My mom has miraculously rallied back to life and I feel immense gratitude. Life is like that. Sorrow, joy, emptiness and fullness all rolled into one. My mom had a gall bladder infection that almost killed her in late February. Then a bad bout of pneumonia in April. The doctors told us that she had a few days to live, or a couple of weeks at best. She went into hospice. I said goodbye. And said goodbye again. That was in April. She has made what appears to be a complete recovery, is back to her old self and celebrated her 94th birthday on June 23. We just saw her. She said "They tried to kill me but I wouldn't let them!" with a wicked grin. I said, "That's right, Mom. I will see you in December!"


It might seem cliche to say but my husband Tommy has been my knight in shining armor through all of this and more. He is always there by my side as I deal with my elderly mom. He was there when my dad was sick, and when he died. He wears his armor and steps up to the plate of difficulty time and time again but we both know nothing can really shield his big soft heart. He said he needed to be strong, for our Sunny, as we left for the animal hospital, on the day we were to put Sunny down. I told him, "Sunny knows your heart. Be as you are. That is who we love." It is how we love.
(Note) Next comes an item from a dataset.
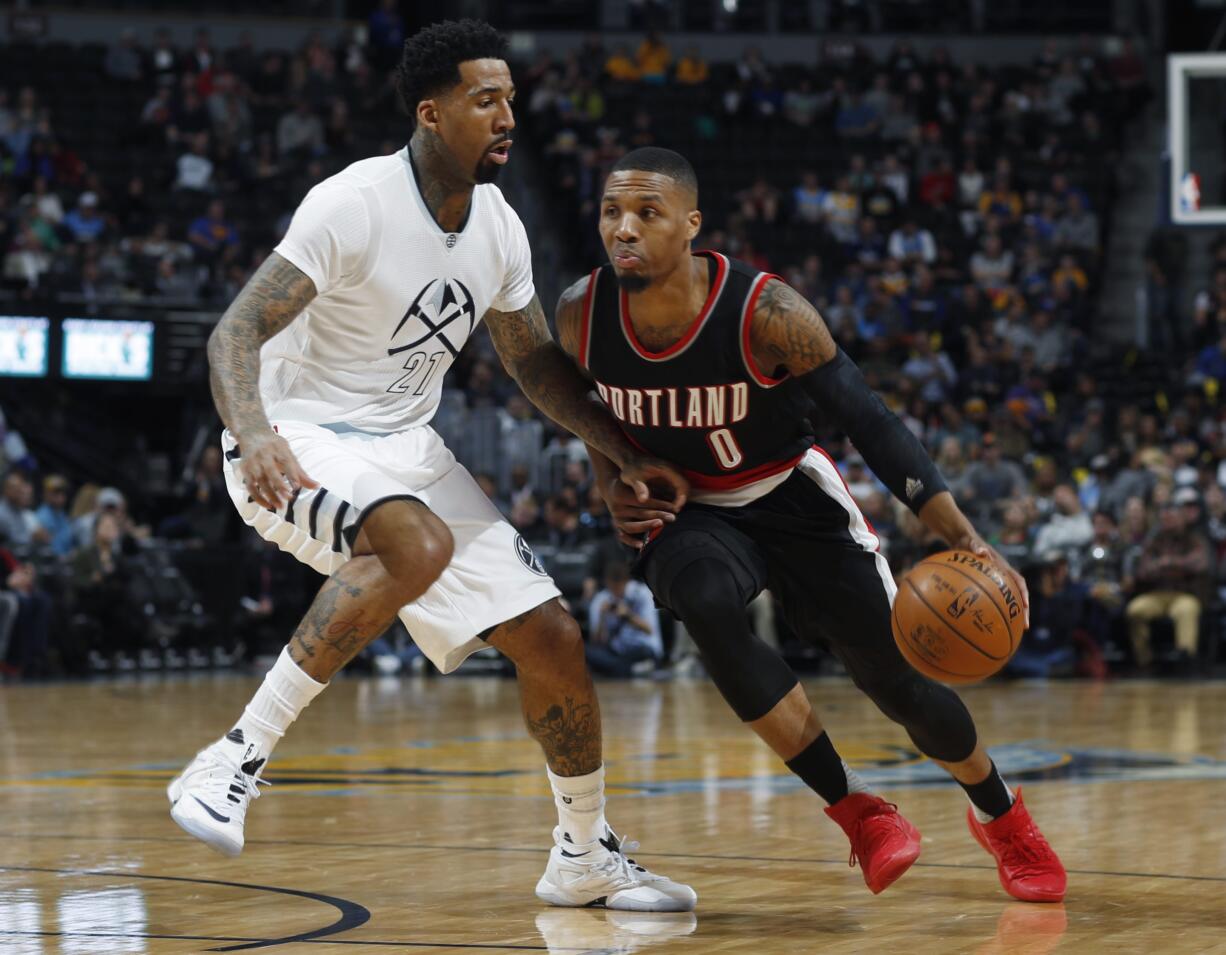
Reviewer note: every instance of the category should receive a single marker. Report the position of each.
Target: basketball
(956, 618)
Tommy was so vulnerable that day, and in the days since. This is his strength. His love of of our boy was visible everywhere in his body that awful day. I looked at him as we held our boy, I let myself take him in. In his sadness, his softness. I watched as he told Sunny how much he loved him, as he poured his heart into our little orange and white boy. I have never felt so much love.
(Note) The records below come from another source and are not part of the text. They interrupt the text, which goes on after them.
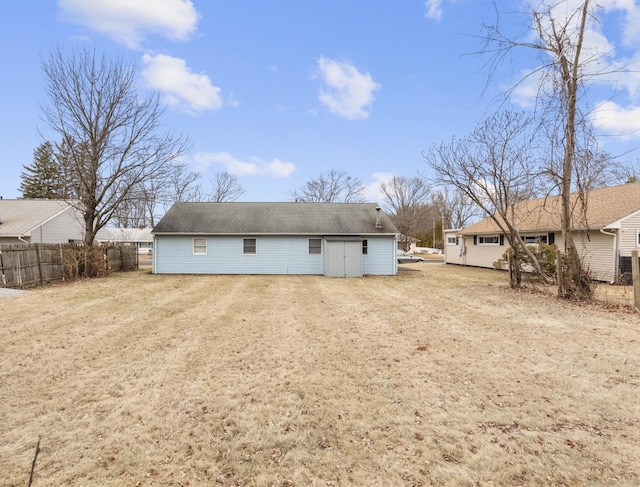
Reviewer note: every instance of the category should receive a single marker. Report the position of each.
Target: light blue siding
(274, 255)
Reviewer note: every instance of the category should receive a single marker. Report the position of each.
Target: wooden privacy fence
(29, 265)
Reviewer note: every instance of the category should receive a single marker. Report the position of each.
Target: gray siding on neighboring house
(598, 254)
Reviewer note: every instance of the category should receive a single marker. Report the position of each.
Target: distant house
(140, 237)
(605, 236)
(26, 221)
(331, 239)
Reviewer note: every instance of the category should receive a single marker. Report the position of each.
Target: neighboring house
(140, 237)
(27, 221)
(605, 236)
(331, 239)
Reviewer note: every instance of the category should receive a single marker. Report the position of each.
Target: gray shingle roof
(604, 207)
(274, 218)
(20, 216)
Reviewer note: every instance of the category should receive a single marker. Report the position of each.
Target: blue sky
(277, 92)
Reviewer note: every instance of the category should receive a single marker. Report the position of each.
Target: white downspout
(615, 254)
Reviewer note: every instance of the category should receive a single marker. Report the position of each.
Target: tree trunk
(576, 285)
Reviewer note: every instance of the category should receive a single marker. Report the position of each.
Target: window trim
(481, 239)
(194, 246)
(319, 247)
(544, 238)
(244, 246)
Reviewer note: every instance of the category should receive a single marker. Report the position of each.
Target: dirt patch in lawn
(441, 376)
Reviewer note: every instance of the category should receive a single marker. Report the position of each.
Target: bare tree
(495, 167)
(115, 131)
(225, 187)
(332, 187)
(566, 67)
(405, 200)
(456, 208)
We both told Sunny, over and over, what a good boy he is, and how much we love him. We cried and kissed his white fur, his tiny black patch of fur, and all his orange places. As we pressed our faces into his he began purring. Tommy then held him to his chest and said, "this is where you belong." I said, "Yes. That is where he belongs, that is where I belong. I hope I die there, too."  

Tommy said, "Honey, he is purring!" as Dr. Lee gave him the tranquilizer. Then came the dose of whatever it is that stops that mysterious beating of the heart. How short and temporary is this beating of our hearts? Why does a heart beat in the first place? And where does this thing we call life go when the beating stops?

His body folded in on itself and deflated in Tommy's arms as the life left. It left. I don't think either of us will ever forget that moment. That boy. That love.

I am grateful for this love and this sadness. I am grateful for the love of my husband and our animals. For the love of my mother and dear departed father. I am grateful to be able to give, and feel love. I am grateful for my body for having these feelings. This year has had more than its fair share of feelings. I marvel at how much our hearts can hold. How soft and tender they are, how expansive.

Sometimes I think there isn't anything more important in this life, in this world, than this tenderness. This simple joy of love. And the feeling of the rain. The rain on our skin.